While people are filing taxes and accounting for any economic changes that 2020 brought to their personal or business finances, there are also more things to think about. 2020 also brought in new economic stimuli and potentially unemployment that will also need to be accounted for when filing taxes. So, here are some tips to keep in mind to get the most out of your taxes and tax return.
Individuals and Families
Many individuals have been affected by COVID-19. With record unemployment and stimulus checks, families and individuals are in different economic situations than they were in 2019. These changes may impact how much money you file and how much money you can expect back.
Two stimulus checks went out in 2020 to many people. In regards to your taxes, these stimulus checks are tax-free and do not need to be noted. The IRS should already have on record that you received these payments and accounted for. These payments will not impact your tax return at all.

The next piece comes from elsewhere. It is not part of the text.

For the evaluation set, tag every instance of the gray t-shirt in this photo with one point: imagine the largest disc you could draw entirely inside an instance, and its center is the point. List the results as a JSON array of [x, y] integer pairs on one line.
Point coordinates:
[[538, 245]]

Unemployment rates also went up during 2020, with almost 15% of people declaring unemployment at one time. To compensate for the economic downturn that many felt, unemployment checks increased by $600 a week. Unemployment payments are taxed as income. Up to $10,200 in unemployment is tax-free.
Six states do not tax unemployment at all. If you live in one of these states then you can expect to pay less in taxes. Seven states do not tax income at all, since unemployment is taxed as income this can also result in how your taxes are filed if you live in one of those states.
Businesses and Other Entities
Businesses and other places that employ people were severely impacted by COVID-19 and the subsequent economic downturn. The government passed different stimuli and credits to help businesses stay in business and continue to employ people.
The Employee Retention Credit is refundable. Immediate access to credit is available by reducing the employment tax deposits you are required to make. If your employment tax deposits are not sufficient to cover the credit, then you can get an advanced payment.
Small businesses with 500 or fewer employees were also eligible for Coronavirus-related paid leave. Employers can receive 100% reimbursement for paid leave related to the act. This includes leave for expanded paid childcare leave and paid sick pay leave.
While, COVID-19 changed finances for many people and businesses, these changes in finances also affect taxes and tax returns. For many people who received credits or stimuli, those credits are refundable or not taxed. This means that many people who relied on these services to stay afloat will continue to experience assistance when filing for taxes.
Filing taxes for 2020 will be just as different as the rest of 2020, there will be many changes that will be COVID-19 specific. For many of these changes, individuals and businesses can benefit from receiving credits.